Gold stocks helped pull the Toronto stock market into the black Tuesday morning, while New York markets were down on a weak outlook from a tech-sector bellwether.

At midday, the S&P/TSX composite was up 5.73 points or 0.06% to 9891.82 after slipping 41.11 points Monday and the TSX Venture Exchange was down 19.27 points or 0.94% at 2021.02. Wall Street’s Dow industrial average slipped 8.35 points or 0.08% to 10928.51 after moving 3.69 points lower in the previous session. The Nasdaq was down 9.85 points or 0.47% at 2080.36 after climbing 19.6 points Monday, thanks in part to an improved profit forecast from wireless communications technology maker Qualcomm Inc., while the Standard & Poor’s 500 index had lost 3.43 points or 0.28% to 1221.88.

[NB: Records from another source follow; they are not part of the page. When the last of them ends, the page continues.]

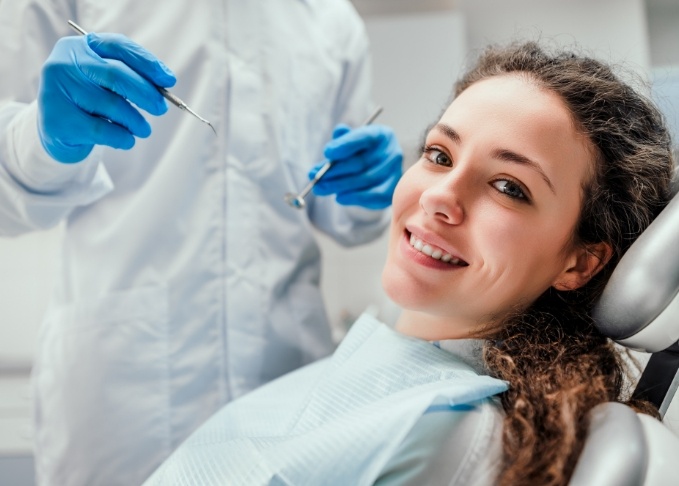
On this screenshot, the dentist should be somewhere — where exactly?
[0,0,401,486]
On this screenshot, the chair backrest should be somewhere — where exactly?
[570,186,679,486]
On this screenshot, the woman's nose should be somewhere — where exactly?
[420,173,465,224]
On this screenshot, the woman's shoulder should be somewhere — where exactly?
[375,398,504,486]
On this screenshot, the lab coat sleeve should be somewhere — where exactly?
[309,3,391,246]
[0,0,112,236]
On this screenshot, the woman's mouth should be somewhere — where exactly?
[406,232,469,267]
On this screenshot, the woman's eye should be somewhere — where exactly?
[424,148,453,167]
[493,179,528,202]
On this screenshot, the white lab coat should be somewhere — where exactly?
[0,0,388,486]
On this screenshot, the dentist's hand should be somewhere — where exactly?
[309,125,403,209]
[38,33,176,163]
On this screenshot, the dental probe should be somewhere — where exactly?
[68,20,217,135]
[284,106,382,209]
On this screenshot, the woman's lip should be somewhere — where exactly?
[405,225,469,266]
[401,231,467,271]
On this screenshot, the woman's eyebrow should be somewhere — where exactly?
[434,123,556,194]
[493,149,556,194]
[434,123,462,143]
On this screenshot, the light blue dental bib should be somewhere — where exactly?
[145,315,507,486]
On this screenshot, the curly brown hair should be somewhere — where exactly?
[454,42,674,486]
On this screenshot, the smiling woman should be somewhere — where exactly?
[143,43,673,486]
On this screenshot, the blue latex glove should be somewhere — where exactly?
[38,33,176,163]
[309,125,403,209]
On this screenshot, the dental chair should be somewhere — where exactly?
[570,189,679,486]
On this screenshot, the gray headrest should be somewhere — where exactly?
[594,192,679,352]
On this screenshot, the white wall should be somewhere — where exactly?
[458,0,650,70]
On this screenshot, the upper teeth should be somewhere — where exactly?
[410,235,460,265]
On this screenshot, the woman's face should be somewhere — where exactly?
[382,75,593,339]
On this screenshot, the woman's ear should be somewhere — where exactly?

The Canadian dollar jumped 0.87 of a cent to US82.22¢ as the U.S. dollar weakened against several currencies ahead of the latest reading of the American trade deficit, due Friday. The report could focus attention back on the U.S. economy’s longer-term structural problems that have played a big part in driving the dollar lower.

In Toronto, the TSX gold sub-index was doing its best to keep the markets above water. It was up 2.82% as the gold gained against the weakness in the U.S. dollar. Gold for April delivery added $2.80 to trade at US$438.60 per ounce on the New York Mercantile Exchange.

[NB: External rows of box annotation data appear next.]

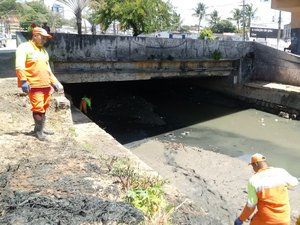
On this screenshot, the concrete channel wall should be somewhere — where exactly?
[17,32,300,86]
[251,43,300,86]
[42,34,253,83]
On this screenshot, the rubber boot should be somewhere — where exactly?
[33,113,47,141]
[42,113,54,135]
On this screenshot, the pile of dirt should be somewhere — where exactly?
[0,78,222,225]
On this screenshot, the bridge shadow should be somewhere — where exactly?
[65,79,244,144]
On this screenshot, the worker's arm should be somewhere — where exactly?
[16,44,27,83]
[239,203,256,222]
[238,182,258,222]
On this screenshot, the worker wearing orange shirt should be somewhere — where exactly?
[16,27,62,141]
[234,153,299,225]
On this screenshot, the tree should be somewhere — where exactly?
[0,0,17,33]
[17,1,51,30]
[244,4,257,30]
[57,0,89,34]
[97,0,180,36]
[211,20,236,33]
[193,2,208,33]
[199,28,215,41]
[232,9,243,31]
[209,10,221,27]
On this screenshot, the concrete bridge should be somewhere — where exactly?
[18,33,300,87]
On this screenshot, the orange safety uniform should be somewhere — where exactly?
[239,167,298,225]
[16,41,58,113]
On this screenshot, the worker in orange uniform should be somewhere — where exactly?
[79,96,92,114]
[234,153,299,225]
[16,27,62,141]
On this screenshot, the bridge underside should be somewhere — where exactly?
[54,59,239,83]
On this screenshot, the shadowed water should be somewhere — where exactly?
[66,80,300,177]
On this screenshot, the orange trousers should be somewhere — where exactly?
[250,215,290,225]
[28,87,51,113]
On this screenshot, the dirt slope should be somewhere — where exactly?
[0,78,222,225]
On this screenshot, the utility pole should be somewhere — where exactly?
[277,10,281,49]
[243,0,246,41]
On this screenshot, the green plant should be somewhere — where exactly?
[296,216,300,225]
[199,28,215,41]
[125,184,168,217]
[211,49,222,60]
[107,158,174,225]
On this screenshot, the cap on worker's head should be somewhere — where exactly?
[249,153,267,165]
[32,27,52,38]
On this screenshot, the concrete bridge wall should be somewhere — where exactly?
[251,43,300,86]
[18,33,300,86]
[48,34,253,62]
[42,34,253,83]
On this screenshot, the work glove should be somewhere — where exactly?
[52,82,60,92]
[234,217,243,225]
[21,80,31,94]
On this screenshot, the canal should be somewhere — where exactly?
[65,78,300,177]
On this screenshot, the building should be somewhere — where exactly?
[271,0,300,55]
[51,4,65,18]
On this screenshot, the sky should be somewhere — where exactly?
[170,0,243,25]
[45,0,290,26]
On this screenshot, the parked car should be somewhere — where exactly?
[0,34,7,48]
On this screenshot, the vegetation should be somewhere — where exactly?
[296,216,300,225]
[211,20,236,33]
[193,2,208,33]
[92,0,180,36]
[0,0,257,40]
[231,9,243,32]
[57,0,89,34]
[199,28,215,41]
[109,158,174,224]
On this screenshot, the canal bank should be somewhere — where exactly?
[63,80,300,224]
[0,75,300,225]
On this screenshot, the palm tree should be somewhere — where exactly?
[244,3,257,29]
[209,10,221,26]
[57,0,89,34]
[193,2,208,33]
[232,9,243,31]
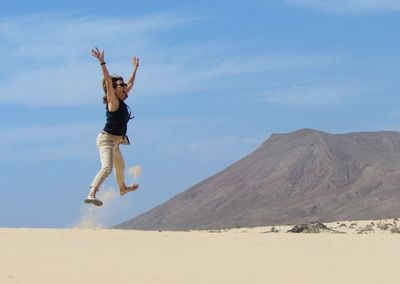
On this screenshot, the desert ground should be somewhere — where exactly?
[0,219,400,284]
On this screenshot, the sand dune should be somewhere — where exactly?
[0,219,400,284]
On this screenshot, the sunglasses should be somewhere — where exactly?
[114,83,128,88]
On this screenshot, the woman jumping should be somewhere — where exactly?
[85,47,139,206]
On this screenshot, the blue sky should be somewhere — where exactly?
[0,0,400,227]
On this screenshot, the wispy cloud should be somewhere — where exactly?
[284,0,400,14]
[0,123,100,161]
[0,14,336,107]
[256,85,360,107]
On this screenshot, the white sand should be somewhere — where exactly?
[0,220,400,284]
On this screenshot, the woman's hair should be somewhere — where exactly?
[103,76,124,104]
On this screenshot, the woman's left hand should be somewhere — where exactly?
[132,56,139,70]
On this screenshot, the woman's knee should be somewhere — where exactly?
[101,166,112,176]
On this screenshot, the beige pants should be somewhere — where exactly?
[91,132,125,190]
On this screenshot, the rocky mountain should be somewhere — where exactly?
[116,129,400,230]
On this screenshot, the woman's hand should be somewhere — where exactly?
[132,56,139,70]
[92,47,104,64]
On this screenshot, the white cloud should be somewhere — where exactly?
[0,14,336,107]
[284,0,400,14]
[256,85,360,107]
[0,123,101,161]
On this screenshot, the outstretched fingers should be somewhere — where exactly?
[91,47,104,60]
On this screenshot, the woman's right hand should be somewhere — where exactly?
[92,47,104,63]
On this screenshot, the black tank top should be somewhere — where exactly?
[103,101,133,136]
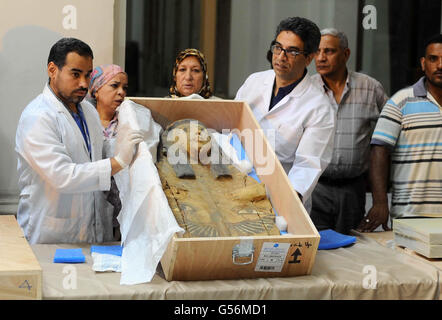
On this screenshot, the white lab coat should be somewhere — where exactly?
[15,85,112,243]
[235,70,336,211]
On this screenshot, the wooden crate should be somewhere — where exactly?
[129,98,320,280]
[0,215,42,300]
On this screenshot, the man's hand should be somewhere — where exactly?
[111,130,143,174]
[357,204,391,232]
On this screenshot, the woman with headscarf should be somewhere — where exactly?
[169,49,217,99]
[88,64,128,240]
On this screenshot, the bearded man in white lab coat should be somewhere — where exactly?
[15,38,142,243]
[235,17,336,212]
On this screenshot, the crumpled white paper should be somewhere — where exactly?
[114,100,184,285]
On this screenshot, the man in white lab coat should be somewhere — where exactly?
[15,38,142,243]
[235,17,335,211]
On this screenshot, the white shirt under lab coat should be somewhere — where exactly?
[235,70,336,211]
[15,85,112,243]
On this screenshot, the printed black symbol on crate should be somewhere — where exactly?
[289,248,302,263]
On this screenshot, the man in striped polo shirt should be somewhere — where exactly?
[358,34,442,232]
[310,28,388,233]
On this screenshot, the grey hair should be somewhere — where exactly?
[321,28,348,49]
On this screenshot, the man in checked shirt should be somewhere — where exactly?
[310,28,388,234]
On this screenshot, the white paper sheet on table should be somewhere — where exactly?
[114,100,184,285]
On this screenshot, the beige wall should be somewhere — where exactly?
[0,0,126,211]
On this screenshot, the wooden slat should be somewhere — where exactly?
[0,215,42,299]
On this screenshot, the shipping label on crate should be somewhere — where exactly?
[255,242,290,272]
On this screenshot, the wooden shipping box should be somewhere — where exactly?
[129,97,320,281]
[393,218,442,258]
[0,215,42,300]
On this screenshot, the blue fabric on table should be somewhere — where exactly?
[54,248,86,263]
[91,245,123,257]
[318,229,356,250]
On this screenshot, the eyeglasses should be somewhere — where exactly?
[270,44,307,58]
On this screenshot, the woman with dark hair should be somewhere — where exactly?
[169,49,216,99]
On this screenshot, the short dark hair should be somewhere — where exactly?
[275,17,321,54]
[48,38,94,69]
[422,33,442,57]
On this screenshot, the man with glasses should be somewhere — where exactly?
[235,17,335,211]
[311,28,388,233]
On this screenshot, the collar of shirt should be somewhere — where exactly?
[269,69,307,111]
[48,83,91,156]
[413,76,442,108]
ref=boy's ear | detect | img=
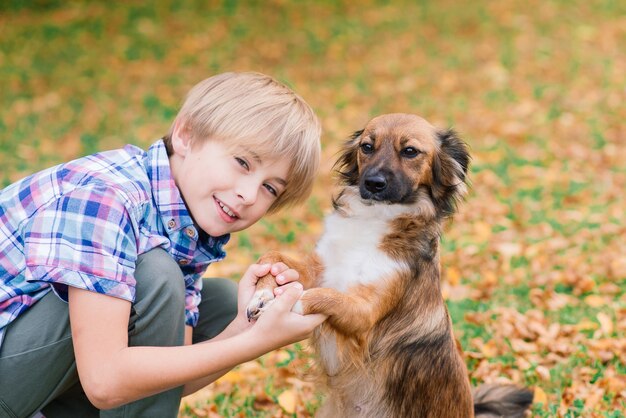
[172,119,192,156]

The TSX energy group was off 0.01% as the price of oil dipped slightly. A barrel of light crude was quoted at US$53.75, down 14¢, on the New York Mercantile Exchange.

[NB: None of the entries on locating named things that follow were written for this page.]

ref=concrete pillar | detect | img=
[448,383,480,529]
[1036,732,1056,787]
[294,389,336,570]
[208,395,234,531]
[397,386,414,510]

In New York, a disappointing earnings update from Texas Instruments Inc. pushed stocks lower. After gaining ground in Monday’s session, semiconductor stocks moved lower after Texas Instruments cut its earnings forecasts, leading investors to worry about increasing inventories and lagging sales in much of the tech sector.

Texas Instruments was down 82¢ or 3% in late morning trading to US$26.55.

With little other major news and no economic data to report, stocks were expected to slip lower as profit-taking from last week’s major gains takes hold.

Overseas, Japan’s Nikkei stock average fell 0.32%. In afternoon trading, Britain’s FTSE 100 was down 0.12%, Germany’s DAX index lost 0.34%, and France’s CAC-40 dropped 0.32%.